例えば、何年か前に進路決定の最後の個別懇談で

「中学校を卒業したらゲーマーになる」

と、宣言した生徒がいた。

学級担任をはじめ、保護者からも「何を馬鹿なことを」と否定された。大人の持つ進路の範疇(はんちゅう)には「ゲーマー」などかけらもなかったからだ。

しかし、いまや〝eスポーツ〟は日本でも着実に根づき始めている。

例えば、二〇一九年に開催された「いきいき茨城ゆめ国体」(通称、「茨城国体」)では、正式種目ではなかったが「全国都道府県対抗eスポーツ選手権二〇一九IBARAKI」を実施し、選手・観客合わせて二五〇〇人余りを集めた。

いまでは多くの自治体が地域創生や活性化に活用しているし、私立の通信制高校のなかには、すべての授業をオンラインで受講できるeスポーツ専門のコースを設け、全国どこにいても専門的な知識や技術を身につけることができ、大学進学の実績も徐々に上げてきているところもある。

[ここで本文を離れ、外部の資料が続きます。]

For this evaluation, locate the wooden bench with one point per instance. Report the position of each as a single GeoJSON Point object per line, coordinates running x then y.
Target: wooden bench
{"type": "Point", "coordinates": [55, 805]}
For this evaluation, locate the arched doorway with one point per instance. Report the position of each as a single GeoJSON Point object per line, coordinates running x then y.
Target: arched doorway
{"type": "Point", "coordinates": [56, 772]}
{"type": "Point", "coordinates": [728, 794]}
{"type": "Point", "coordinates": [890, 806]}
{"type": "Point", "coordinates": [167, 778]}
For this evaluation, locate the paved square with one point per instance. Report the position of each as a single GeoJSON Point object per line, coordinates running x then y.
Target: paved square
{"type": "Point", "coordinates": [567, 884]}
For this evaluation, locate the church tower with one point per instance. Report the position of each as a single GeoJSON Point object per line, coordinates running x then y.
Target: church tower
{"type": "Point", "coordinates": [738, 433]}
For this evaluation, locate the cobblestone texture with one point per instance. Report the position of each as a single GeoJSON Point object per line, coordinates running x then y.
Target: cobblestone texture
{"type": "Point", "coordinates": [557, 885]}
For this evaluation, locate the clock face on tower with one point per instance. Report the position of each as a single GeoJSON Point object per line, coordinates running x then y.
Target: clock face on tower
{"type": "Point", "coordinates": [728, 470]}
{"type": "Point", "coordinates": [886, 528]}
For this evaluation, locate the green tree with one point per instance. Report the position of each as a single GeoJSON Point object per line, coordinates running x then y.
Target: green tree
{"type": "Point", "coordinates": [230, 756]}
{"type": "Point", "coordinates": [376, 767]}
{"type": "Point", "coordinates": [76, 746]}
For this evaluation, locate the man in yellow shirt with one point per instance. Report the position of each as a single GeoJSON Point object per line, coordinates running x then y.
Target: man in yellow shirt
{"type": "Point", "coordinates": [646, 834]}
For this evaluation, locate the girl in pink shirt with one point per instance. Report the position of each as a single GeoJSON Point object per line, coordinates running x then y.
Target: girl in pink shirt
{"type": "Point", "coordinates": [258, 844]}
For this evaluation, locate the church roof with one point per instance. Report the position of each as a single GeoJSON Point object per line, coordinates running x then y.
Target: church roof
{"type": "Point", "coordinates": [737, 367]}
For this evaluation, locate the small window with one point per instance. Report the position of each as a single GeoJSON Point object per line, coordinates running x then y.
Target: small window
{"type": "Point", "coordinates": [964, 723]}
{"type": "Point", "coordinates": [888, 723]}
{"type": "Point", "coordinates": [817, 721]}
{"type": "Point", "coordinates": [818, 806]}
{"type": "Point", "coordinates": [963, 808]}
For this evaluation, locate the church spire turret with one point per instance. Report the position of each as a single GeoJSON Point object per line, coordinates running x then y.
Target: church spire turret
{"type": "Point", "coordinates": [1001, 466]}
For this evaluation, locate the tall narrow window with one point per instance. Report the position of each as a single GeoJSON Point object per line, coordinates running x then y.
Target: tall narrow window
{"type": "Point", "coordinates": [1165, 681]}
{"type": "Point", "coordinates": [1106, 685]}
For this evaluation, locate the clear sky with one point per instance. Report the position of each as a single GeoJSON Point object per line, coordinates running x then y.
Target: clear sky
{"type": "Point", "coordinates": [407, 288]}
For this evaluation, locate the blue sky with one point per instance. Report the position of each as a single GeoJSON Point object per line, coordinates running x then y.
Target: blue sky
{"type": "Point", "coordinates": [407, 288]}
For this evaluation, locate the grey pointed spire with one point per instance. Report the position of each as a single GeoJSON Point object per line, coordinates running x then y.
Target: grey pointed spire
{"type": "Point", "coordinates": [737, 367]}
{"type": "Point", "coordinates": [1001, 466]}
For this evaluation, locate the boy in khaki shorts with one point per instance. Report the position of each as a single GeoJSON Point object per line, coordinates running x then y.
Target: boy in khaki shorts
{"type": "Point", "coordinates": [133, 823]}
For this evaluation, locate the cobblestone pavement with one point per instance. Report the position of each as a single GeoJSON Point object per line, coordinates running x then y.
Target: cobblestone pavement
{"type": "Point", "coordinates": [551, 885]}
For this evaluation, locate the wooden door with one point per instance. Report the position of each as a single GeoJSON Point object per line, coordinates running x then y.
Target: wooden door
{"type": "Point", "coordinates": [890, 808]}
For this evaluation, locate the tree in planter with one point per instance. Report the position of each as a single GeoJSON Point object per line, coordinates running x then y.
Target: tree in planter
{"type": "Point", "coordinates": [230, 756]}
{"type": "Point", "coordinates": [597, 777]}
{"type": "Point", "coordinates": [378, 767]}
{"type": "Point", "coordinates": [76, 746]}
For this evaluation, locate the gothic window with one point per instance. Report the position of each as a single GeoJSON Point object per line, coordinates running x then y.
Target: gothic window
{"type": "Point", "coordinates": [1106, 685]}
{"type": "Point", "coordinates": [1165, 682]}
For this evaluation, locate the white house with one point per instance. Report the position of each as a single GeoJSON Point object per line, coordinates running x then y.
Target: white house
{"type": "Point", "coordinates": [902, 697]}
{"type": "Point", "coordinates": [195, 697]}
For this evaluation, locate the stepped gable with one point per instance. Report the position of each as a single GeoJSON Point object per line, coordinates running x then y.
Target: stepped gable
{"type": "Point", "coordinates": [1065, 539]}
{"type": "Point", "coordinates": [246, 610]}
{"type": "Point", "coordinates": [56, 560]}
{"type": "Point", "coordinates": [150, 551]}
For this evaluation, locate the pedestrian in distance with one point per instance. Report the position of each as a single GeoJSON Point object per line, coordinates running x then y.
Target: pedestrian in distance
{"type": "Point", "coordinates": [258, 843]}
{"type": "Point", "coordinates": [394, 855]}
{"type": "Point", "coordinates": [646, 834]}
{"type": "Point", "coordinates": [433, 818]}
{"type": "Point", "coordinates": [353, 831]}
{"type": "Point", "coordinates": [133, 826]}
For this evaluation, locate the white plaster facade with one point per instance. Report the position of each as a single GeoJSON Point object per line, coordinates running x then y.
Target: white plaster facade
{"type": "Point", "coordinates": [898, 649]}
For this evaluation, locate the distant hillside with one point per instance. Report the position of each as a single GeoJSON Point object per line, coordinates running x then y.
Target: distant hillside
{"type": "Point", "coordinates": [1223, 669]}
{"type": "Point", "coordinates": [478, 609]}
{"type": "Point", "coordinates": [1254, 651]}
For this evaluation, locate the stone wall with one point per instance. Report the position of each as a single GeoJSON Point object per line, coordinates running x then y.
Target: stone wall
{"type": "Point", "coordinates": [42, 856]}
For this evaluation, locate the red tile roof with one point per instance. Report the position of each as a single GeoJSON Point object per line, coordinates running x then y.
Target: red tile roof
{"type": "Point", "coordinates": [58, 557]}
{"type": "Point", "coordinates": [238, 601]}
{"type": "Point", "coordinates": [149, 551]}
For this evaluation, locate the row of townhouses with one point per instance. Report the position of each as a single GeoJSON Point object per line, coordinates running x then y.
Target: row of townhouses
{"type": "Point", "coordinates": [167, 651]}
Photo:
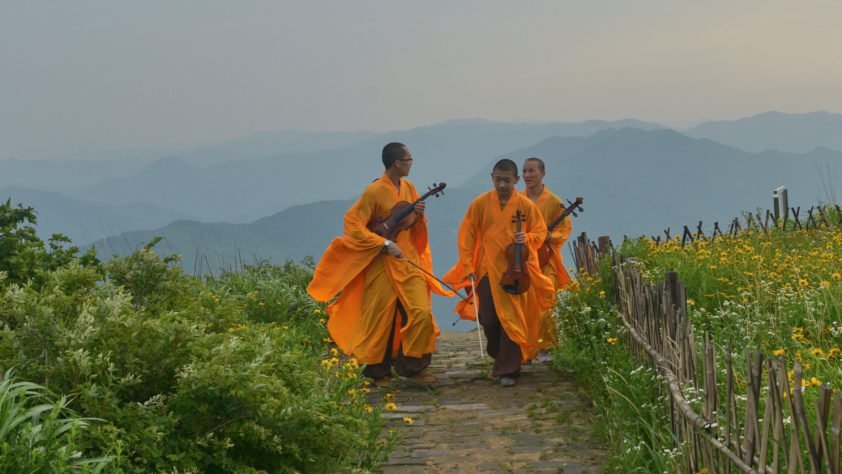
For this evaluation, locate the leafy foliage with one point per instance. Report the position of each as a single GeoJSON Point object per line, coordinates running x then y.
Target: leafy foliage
{"type": "Point", "coordinates": [779, 292]}
{"type": "Point", "coordinates": [232, 373]}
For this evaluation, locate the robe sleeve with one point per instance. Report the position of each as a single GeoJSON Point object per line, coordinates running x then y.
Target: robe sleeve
{"type": "Point", "coordinates": [346, 256]}
{"type": "Point", "coordinates": [562, 231]}
{"type": "Point", "coordinates": [535, 228]}
{"type": "Point", "coordinates": [467, 241]}
{"type": "Point", "coordinates": [357, 235]}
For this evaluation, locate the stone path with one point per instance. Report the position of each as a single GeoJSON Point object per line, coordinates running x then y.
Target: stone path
{"type": "Point", "coordinates": [466, 422]}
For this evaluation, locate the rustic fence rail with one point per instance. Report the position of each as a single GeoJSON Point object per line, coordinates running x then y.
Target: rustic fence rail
{"type": "Point", "coordinates": [723, 419]}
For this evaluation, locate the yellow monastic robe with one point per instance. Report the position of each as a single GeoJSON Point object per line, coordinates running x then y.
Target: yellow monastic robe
{"type": "Point", "coordinates": [484, 234]}
{"type": "Point", "coordinates": [551, 206]}
{"type": "Point", "coordinates": [371, 282]}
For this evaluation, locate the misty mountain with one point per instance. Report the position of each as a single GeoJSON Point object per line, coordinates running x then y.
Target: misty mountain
{"type": "Point", "coordinates": [268, 144]}
{"type": "Point", "coordinates": [243, 190]}
{"type": "Point", "coordinates": [634, 182]}
{"type": "Point", "coordinates": [794, 133]}
{"type": "Point", "coordinates": [63, 176]}
{"type": "Point", "coordinates": [85, 221]}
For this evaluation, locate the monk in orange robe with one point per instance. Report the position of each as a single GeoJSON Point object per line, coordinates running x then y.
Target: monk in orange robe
{"type": "Point", "coordinates": [485, 233]}
{"type": "Point", "coordinates": [383, 315]}
{"type": "Point", "coordinates": [551, 206]}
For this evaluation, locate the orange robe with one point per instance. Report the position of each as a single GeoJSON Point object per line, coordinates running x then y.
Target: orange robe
{"type": "Point", "coordinates": [551, 206]}
{"type": "Point", "coordinates": [484, 234]}
{"type": "Point", "coordinates": [371, 282]}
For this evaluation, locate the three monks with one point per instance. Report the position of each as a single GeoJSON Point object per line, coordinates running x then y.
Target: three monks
{"type": "Point", "coordinates": [383, 315]}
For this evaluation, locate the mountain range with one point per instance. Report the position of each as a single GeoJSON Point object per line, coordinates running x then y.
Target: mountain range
{"type": "Point", "coordinates": [300, 173]}
{"type": "Point", "coordinates": [634, 182]}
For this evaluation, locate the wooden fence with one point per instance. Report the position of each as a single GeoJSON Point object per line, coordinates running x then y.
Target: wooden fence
{"type": "Point", "coordinates": [748, 416]}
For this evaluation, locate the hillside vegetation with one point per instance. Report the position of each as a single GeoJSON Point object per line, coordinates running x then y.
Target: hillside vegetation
{"type": "Point", "coordinates": [131, 365]}
{"type": "Point", "coordinates": [780, 293]}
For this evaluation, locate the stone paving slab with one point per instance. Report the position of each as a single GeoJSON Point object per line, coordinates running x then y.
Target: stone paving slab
{"type": "Point", "coordinates": [466, 422]}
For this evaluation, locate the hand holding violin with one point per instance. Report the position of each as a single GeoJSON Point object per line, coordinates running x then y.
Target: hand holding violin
{"type": "Point", "coordinates": [393, 250]}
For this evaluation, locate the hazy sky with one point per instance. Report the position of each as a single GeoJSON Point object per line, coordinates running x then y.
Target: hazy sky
{"type": "Point", "coordinates": [123, 74]}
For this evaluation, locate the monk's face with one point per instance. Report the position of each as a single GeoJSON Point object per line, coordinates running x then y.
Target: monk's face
{"type": "Point", "coordinates": [504, 182]}
{"type": "Point", "coordinates": [532, 175]}
{"type": "Point", "coordinates": [404, 164]}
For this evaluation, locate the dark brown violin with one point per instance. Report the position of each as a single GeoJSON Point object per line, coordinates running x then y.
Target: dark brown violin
{"type": "Point", "coordinates": [515, 280]}
{"type": "Point", "coordinates": [402, 216]}
{"type": "Point", "coordinates": [545, 251]}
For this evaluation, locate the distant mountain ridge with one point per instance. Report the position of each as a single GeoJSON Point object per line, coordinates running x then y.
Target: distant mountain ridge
{"type": "Point", "coordinates": [634, 182]}
{"type": "Point", "coordinates": [84, 221]}
{"type": "Point", "coordinates": [243, 190]}
{"type": "Point", "coordinates": [794, 133]}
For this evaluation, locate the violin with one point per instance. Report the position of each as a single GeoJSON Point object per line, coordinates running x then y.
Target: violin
{"type": "Point", "coordinates": [515, 279]}
{"type": "Point", "coordinates": [402, 216]}
{"type": "Point", "coordinates": [545, 251]}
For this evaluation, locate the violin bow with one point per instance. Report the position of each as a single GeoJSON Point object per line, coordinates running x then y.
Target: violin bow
{"type": "Point", "coordinates": [436, 278]}
{"type": "Point", "coordinates": [476, 312]}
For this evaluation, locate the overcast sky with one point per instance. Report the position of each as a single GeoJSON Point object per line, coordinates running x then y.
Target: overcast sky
{"type": "Point", "coordinates": [125, 74]}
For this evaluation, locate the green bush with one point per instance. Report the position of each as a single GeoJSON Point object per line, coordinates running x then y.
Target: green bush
{"type": "Point", "coordinates": [228, 374]}
{"type": "Point", "coordinates": [38, 434]}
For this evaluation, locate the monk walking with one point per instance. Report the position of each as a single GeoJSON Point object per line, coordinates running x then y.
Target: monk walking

中学における進路指導は、生徒の適性を踏まえていろんな高校を紹介するだけでは完結しなくなった。いや、下手に勧めると生徒の選択肢を狭めてしまいかねない。進路〝指導〟ではなく、進路〝相談〟レベルにした方がいい。

生徒指導でも多様化は確実に進んでいる。

一方的に教員が学校的な価値を示して「これが正しいのだから、こうしなさい」と言っても、生徒はそれをすんなりと受け入れるとは限らなくなった。努力や勤勉といった価値ですら絶対的な正義ではなくなりつつある。